Mesmo com a Selic em 14,75%, algumas ações da Bolsa ainda conseguem superar esse patamar em dividendos. No entanto, nem todas sustentam esse nível de retorno ao longo do tempo.
Além disso, a análise mostra que muitos yields elevados vieram de eventos pontuais, o que exige cautela na hora de montar uma carteira de renda.
As ações mais fortes para dividendos consistentes
Entre os nomes mais confiáveis, destaque para Cemig (CMIG4), Direcional (DIRR3) e Cury (CURY3).
Essas empresas combinam geração de caixa previsível, baixo endividamento e bom histórico de distribuição, o que aumenta a sustentabilidade dos proventos.
Além disso, construtoras focadas em baixa renda se beneficiam diretamente da queda dos juros e de programas habitacionais.
Papéis com yield alto, mas risco elevado
Algumas ações chamam atenção pelo yield acima da Selic, como JSL (JSLG3) e Movida (MOVI3).
No entanto, essas empresas operam com alto nível de dívida e forte necessidade de investimento, o que limita dividendos recorrentes.
Assim, grande parte dos proventos recentes veio de antecipações ou eventos não recorrentes.
Dependência de commodities aumenta volatilidade
Empresas como Unipar (UNIP6) e Bradespar (BRAP4) também aparecem com yields elevados.

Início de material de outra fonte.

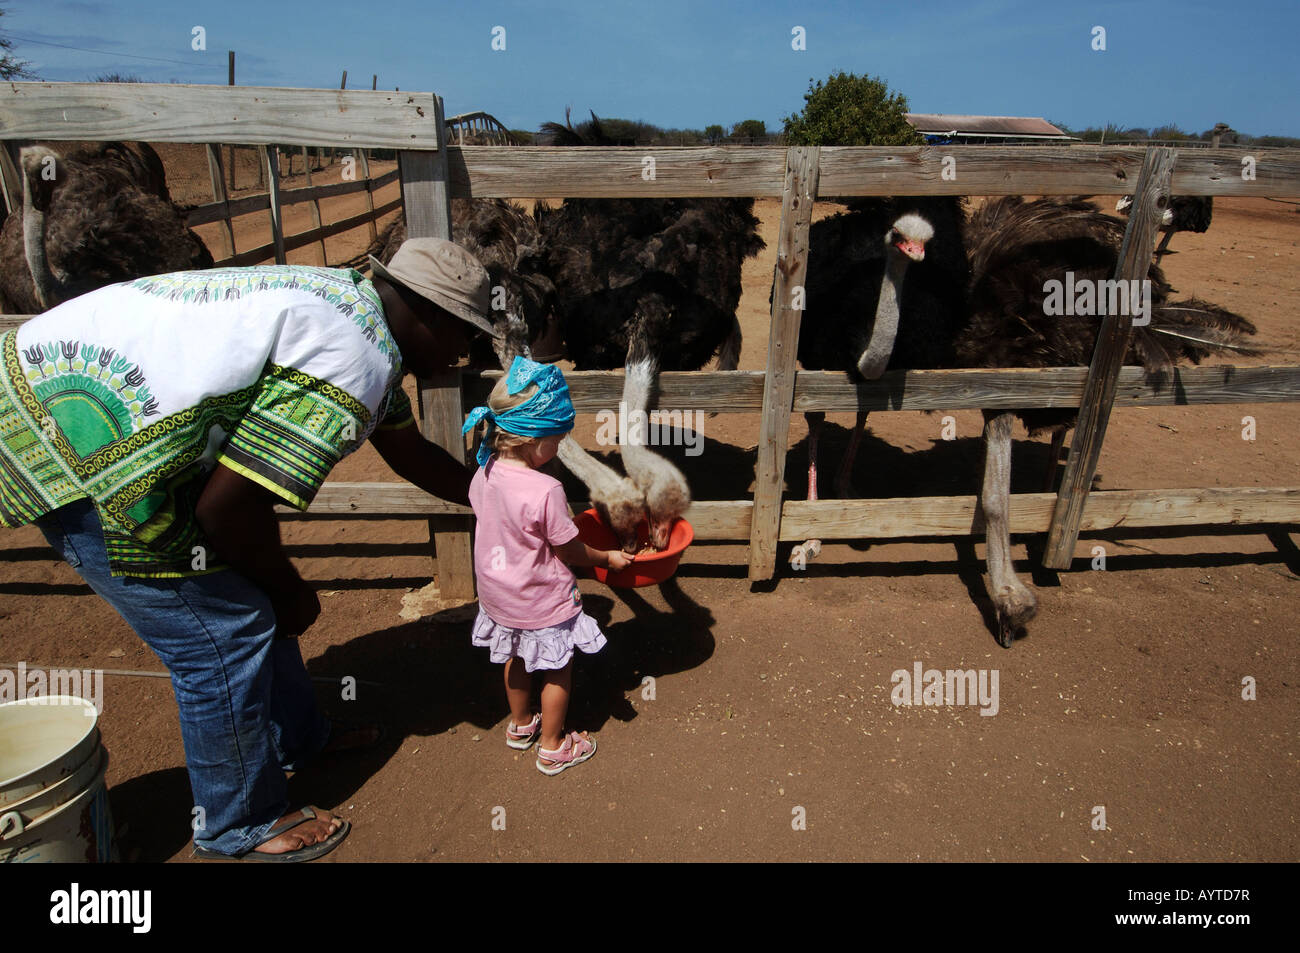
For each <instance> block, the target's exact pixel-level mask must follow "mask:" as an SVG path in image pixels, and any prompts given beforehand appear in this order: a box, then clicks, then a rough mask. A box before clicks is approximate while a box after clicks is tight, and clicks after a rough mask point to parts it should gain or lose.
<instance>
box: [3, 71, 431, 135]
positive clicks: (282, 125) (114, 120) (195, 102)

Porém, seus resultados dependem diretamente de preços de commodities, como petróleo e minério de ferro.
Dessa forma, os dividendos podem variar bastante conforme o ciclo econômico global.
Quanto investir para viver de dividendos
Simulações mostram que ações como Vulcabras (VULC3) exigem cerca de R$ 75 mil para gerar um salário mínimo mensal em dividendos.
Com aportes de R$ 1.000 mensais, esse objetivo pode ser alcançado em menos de 4 anos, considerando reinvestimento.
Assim, a consistência dos aportes é tão importante quanto a escolha das ações.
Conclusão: yield alto não é tudo
O investidor precisa olhar além do número de dividend yield e focar na qualidade e previsibilidade dos lucros.
Além disso, empresas com estrutura sólida tendem a entregar retornos mais consistentes ao longo do tempo.
Dessa forma, a estratégia ideal combina dividendos altos com sustentabilidade financeira.